Re: Vacuum: allow usage of more than 1GB of work mem

From: Claudio Freire <klaussfreire(at)gmail(dot)com>
To: Tomas Vondra <tomas(dot)vondra(at)2ndquadrant(dot)com>
Cc: Tom Lane <tgl(at)sss(dot)pgh(dot)pa(dot)us>, Pavan Deolasee <pavan(dot)deolasee(at)gmail(dot)com>, Alvaro Herrera <alvherre(at)2ndquadrant(dot)com>, Robert Haas <robertmhaas(at)gmail(dot)com>, Masahiko Sawada <sawada(dot)mshk(at)gmail(dot)com>, Greg Stark <stark(at)mit(dot)edu>, Simon Riggs <simon(at)2ndquadrant(dot)com>, Jim Nasby <Jim(dot)Nasby(at)bluetreble(dot)com>, PostgreSQL-Dev <pgsql-hackers(at)postgresql(dot)org>
Subject: Re: Vacuum: allow usage of more than 1GB of work mem
Date: 2016-10-26 20:25:23
Views: Raw Message | Whole Thread | Download mbox
Lists: pgsql-hackers

On Thu, Sep 15, 2016 at 1:16 PM, Claudio Freire <klaussfreire(at)gmail(dot)com> wrote:
> On Wed, Sep 14, 2016 at 12:24 PM, Claudio Freire <klaussfreire(at)gmail(dot)com> wrote:
>> On Wed, Sep 14, 2016 at 12:17 PM, Robert Haas <robertmhaas(at)gmail(dot)com> wrote:
>>> I am kind of doubtful about this whole line of investigation because
>>> we're basically trying pretty hard to fix something that I'm not sure
>>> is broken. I do agree that, all other things being equal, the TID
>>> lookups will probably be faster with a bitmap than with a binary
>>> search, but maybe not if the table is large and the number of dead
>>> TIDs is small, because cache efficiency is pretty important.

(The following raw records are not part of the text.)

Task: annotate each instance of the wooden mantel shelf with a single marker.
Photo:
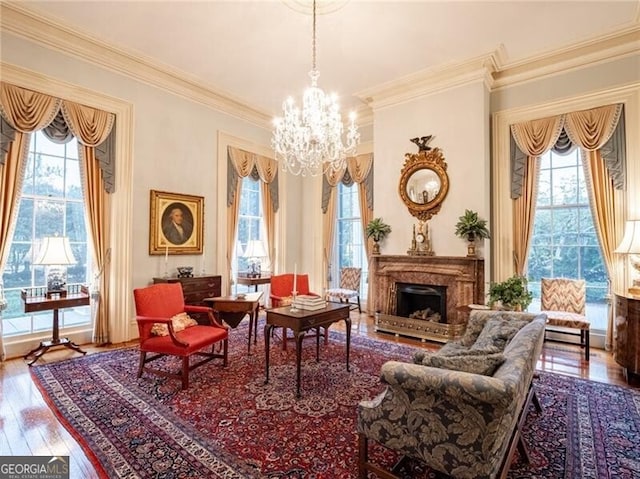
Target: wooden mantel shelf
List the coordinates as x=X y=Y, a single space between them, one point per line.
x=463 y=277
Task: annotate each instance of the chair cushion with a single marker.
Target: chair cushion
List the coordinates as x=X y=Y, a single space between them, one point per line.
x=484 y=364
x=497 y=332
x=197 y=337
x=180 y=322
x=567 y=320
x=342 y=293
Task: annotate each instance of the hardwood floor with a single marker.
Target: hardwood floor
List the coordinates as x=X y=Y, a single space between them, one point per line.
x=29 y=427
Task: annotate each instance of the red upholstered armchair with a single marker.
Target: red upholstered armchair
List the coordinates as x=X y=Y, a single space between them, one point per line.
x=282 y=288
x=158 y=304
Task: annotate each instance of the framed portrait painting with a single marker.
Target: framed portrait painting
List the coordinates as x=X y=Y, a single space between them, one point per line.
x=176 y=223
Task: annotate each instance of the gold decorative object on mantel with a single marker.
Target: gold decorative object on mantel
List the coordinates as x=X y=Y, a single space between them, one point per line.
x=421 y=241
x=424 y=182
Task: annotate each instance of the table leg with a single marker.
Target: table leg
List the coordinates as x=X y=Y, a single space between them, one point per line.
x=55 y=341
x=299 y=338
x=347 y=323
x=267 y=337
x=255 y=324
x=251 y=319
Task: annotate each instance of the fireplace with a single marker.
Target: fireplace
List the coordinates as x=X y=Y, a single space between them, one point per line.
x=421 y=301
x=425 y=297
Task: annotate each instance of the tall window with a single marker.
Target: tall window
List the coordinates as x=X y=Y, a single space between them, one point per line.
x=349 y=249
x=250 y=222
x=564 y=242
x=51 y=204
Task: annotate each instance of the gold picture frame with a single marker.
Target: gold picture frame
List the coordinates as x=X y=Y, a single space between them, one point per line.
x=176 y=223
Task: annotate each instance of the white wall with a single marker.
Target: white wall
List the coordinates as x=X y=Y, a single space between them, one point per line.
x=174 y=148
x=458 y=119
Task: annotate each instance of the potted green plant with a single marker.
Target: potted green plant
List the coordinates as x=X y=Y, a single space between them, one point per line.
x=511 y=294
x=472 y=228
x=377 y=230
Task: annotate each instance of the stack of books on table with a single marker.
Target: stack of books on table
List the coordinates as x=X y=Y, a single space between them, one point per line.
x=309 y=303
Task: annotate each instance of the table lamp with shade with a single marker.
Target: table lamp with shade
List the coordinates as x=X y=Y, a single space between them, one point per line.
x=55 y=254
x=630 y=246
x=255 y=253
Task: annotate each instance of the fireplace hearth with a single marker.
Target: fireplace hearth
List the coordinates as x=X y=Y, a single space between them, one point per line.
x=420 y=301
x=425 y=297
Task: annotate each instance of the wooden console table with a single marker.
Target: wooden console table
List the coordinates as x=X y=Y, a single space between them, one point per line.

But even
>>> if it's always faster, does TID lookup speed even really matter to
>>> overall VACUUM performance? Claudio's early results suggest that it
>>> might, but maybe that's just a question of some optimization that
>>> hasn't been done yet.
>> FYI, the reported impact was on CPU time, not runtime. There was no
>> significant difference in runtime (real time), because my test is
>> heavily I/O bound.
>> I tested with a few small tables and there was no significant
>> difference either, but small tables don't stress the array lookup
>> anyway so that's expected.
>> But on the assumption that some systems may be CPU bound during vacuum
>> (particularly those able to do more than 300-400MB/s sequential I/O),
>> in those cases the increased or decreased cost of lazy_tid_reaped will
>> directly correlate to runtime. It's just none of my systems, which all
>> run on amazon and is heavily bandwidth constrained (fastest I/O
>> subsystem I can get my hands on does 200MB/s).
> Attached is the patch with the multiarray version.
> The tests are weird. Best case comparison over several runs, to remove
> the impact of concurrent activity on this host (I couldn't remove all
> background activity even when running the tests overnight, the distro
> adds tons of crons and background cleanup tasks it would seem),
> there's only very mild CPU impact. I'd say insignificant, as it's well
> below the mean variance.

I reran the tests on a really dedicated system, and with a script that
captured a lot more details about the runs.

The system isn't impressive, an i5 with a single consumer HD and 8GB
RAM, but it did the job.

These tests make more sense, so I bet it was the previous tests that
were spoiled by concurrent activity on the host.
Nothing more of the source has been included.